In a tweet thread posted on Friday night, Vignarajah added: “For those looking at Md statute of limitations (SOL), the closest thing to what we today call attempted first-degree rape was, in 1982, assault with intent to rape, which is a felony to which no SOL applies. (Not to be confused with the misdemeanor of attempt to rape.)”

Lucille Baur, a spokesperson for the department, would not say whether declining to open an investigation without a specific request by a victim was police department policy for all cases, or all sexual assault cases, or for this case in particular. “There could be circumstances that develop that change what becomes appropriate for us,” she told CityLab Thursday. “We don’t know what would be reported to us, we don’t know what crime or crimes [were committed], and different types of crimes are investigated differently.”

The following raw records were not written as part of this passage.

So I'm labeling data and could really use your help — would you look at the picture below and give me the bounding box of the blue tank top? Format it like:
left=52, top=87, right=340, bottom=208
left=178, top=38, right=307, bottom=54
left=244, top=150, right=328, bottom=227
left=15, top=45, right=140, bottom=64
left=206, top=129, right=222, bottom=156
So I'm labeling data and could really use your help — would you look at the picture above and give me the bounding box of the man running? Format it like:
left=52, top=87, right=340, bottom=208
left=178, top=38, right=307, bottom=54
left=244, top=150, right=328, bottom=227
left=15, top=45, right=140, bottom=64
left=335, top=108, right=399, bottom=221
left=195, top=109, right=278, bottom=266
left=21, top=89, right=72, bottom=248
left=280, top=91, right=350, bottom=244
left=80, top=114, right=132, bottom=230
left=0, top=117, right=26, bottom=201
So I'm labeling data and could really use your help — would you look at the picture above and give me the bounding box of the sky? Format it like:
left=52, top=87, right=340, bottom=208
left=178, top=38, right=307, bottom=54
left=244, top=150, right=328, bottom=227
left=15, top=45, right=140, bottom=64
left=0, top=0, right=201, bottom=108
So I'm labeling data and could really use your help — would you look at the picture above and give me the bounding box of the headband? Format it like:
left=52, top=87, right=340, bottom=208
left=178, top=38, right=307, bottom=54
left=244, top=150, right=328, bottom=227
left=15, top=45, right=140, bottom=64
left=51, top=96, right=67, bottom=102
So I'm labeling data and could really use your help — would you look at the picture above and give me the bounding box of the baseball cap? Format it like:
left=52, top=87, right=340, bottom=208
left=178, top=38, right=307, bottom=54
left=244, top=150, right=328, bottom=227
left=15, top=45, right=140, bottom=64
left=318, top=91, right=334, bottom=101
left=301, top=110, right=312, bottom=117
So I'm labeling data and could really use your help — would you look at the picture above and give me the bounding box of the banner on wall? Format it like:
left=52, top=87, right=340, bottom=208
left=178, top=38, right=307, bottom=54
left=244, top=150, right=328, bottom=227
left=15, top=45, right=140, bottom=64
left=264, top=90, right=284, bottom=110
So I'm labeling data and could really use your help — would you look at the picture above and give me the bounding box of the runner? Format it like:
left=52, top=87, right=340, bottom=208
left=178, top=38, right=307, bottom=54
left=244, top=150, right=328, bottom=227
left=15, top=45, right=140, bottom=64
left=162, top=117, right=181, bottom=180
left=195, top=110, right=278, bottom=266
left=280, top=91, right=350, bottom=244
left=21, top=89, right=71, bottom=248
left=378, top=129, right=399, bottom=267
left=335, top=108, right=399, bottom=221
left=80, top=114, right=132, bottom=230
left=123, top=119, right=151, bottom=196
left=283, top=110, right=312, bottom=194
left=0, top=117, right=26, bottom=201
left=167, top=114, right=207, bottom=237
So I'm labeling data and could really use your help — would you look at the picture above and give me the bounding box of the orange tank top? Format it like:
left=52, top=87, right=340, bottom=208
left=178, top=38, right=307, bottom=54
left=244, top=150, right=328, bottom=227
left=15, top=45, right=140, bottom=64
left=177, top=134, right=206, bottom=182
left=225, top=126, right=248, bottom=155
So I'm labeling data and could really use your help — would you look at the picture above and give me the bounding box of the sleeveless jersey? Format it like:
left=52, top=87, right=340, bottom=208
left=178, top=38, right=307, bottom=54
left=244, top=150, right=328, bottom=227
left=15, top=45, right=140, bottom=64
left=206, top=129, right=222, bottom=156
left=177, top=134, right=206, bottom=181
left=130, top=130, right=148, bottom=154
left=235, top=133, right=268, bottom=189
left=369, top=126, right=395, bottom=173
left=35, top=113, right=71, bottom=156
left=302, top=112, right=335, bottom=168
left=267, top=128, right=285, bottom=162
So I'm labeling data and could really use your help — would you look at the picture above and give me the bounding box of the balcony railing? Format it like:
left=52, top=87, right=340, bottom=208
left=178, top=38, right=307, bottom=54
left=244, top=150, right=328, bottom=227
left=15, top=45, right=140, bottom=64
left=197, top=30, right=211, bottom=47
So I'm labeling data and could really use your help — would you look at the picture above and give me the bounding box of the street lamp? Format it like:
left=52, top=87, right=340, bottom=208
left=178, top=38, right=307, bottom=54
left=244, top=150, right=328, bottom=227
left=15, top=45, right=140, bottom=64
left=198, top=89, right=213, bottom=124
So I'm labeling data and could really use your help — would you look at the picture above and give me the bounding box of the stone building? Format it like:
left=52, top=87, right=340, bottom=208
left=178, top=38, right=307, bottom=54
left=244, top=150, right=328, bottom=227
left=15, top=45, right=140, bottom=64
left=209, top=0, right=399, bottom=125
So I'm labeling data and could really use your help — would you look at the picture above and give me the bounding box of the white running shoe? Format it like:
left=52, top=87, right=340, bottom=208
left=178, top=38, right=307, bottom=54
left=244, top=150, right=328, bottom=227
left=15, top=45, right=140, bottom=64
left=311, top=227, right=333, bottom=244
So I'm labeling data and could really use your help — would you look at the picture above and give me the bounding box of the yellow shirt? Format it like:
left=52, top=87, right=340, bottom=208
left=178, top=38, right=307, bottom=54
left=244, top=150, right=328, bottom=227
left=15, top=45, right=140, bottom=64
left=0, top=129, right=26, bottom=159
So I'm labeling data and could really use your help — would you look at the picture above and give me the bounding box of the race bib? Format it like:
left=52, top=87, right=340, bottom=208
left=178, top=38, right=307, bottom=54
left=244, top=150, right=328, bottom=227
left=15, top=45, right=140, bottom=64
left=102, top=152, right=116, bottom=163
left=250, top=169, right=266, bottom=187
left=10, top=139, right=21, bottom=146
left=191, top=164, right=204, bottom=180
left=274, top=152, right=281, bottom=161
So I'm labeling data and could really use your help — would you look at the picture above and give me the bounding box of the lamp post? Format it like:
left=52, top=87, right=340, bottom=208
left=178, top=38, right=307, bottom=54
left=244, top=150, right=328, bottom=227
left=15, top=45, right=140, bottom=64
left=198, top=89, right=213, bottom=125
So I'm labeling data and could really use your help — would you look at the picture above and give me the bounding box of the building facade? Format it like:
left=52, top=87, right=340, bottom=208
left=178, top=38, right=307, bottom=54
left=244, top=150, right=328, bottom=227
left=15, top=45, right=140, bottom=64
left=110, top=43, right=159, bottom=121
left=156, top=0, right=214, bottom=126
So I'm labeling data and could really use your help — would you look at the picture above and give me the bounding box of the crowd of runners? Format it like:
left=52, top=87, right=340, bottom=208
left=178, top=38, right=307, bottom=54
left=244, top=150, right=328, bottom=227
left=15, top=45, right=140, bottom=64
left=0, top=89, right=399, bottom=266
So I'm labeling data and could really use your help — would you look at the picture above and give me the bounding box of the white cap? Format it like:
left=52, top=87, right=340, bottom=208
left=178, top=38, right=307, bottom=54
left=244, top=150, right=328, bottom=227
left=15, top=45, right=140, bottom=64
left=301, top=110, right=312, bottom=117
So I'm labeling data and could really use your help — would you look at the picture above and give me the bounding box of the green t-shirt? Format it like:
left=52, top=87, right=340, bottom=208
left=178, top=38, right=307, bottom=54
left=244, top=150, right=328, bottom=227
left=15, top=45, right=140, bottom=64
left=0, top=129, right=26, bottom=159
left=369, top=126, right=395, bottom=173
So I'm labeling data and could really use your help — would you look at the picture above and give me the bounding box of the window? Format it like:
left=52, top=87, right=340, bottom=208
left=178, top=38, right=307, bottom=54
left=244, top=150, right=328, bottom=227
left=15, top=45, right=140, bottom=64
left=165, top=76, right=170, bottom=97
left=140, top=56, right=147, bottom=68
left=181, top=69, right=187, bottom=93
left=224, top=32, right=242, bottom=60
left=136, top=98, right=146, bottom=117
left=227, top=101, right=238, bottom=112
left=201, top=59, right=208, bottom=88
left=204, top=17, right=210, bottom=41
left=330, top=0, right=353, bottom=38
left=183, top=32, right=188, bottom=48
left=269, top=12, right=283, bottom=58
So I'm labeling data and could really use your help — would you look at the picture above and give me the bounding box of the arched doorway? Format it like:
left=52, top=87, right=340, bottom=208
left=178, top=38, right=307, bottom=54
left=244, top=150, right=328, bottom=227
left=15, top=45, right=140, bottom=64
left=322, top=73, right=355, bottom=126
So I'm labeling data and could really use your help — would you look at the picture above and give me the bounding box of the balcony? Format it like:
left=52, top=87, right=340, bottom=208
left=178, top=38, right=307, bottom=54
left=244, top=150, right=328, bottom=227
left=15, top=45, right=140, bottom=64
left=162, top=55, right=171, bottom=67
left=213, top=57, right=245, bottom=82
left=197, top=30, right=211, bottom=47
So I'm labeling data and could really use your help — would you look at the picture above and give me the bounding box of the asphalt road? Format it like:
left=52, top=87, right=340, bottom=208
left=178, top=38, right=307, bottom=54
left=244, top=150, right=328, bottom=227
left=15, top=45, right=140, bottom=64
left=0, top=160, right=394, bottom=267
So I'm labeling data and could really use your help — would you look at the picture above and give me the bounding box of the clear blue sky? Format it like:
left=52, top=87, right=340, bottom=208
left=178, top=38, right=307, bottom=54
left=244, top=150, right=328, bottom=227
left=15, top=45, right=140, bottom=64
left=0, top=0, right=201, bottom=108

The representatives challenge the fact that local law enforcement needs that express request to move forward, however. “We believe local law enforcement has the authority to investigate allegations of crimes without need for a formal complaint, and we further believe third parties have standing to bring such complaints,” the letter reads.

Separately, State Senator Cheryl Kagan wrote her own letter last week requesting a state-level investigation, but Maryland Governor Larry Hogan declined to open one. After Thursday’s hearing, Hogan is calling for a delay to the confirmation, and demanding an independent investigation (but still not a state-level one) be conducted.

If local proceedings don’t move forward as the Maryland House has requested, the FBI still has the ability to reopen the case as Flake requested, with Senate Majority Leader Mitch McConnell direction and the White House’s approval. But as Senator Amy Klobuchar pointed out during Thursday’s hearing, when Anita Hill accused now-Supreme Court Justice (then-Supreme Court nominee) Clarence Thomas of sexual assault in 1991, George H. W. Bush ordered that an investigation into his conduct be reopened by the FBI. And it was.

If other claims of sexual assault are raised in the coming days in states with stricter statutes of limitations, they will be impossible to prosecute locally. These restrictions have been implemented for various reasons, says Vignarajah. “One school of thought is that time limits bring closure, they reflect a decision by the legislature that after a certain point the allegations should be left in the past,” he said. “Others say statutes of limitations are to make sure the evidence is reliable and not stale.” Different states take different approaches, but the United States Senate is not bound by any such approaches.

Still, launching a local investigation has symbolic weight, even if it doesn’t present a realistic chance of delaying Kavanaugh’s confirmation, nor a clear pathway towards prosecution. “I think our goal was to exert external pressure and to make this request and make sure it was known that there’s strong public support for some action in terms of an investigation,” said Kelly. “We hear a lot from parents of current teenagers today about the message that a lack of an investigation is sending; that for some reason this investigation doesn’t matter, that you can get away with it.”

For the teenage girls—and boys—in Montgomery County today, she says, it matters a lot.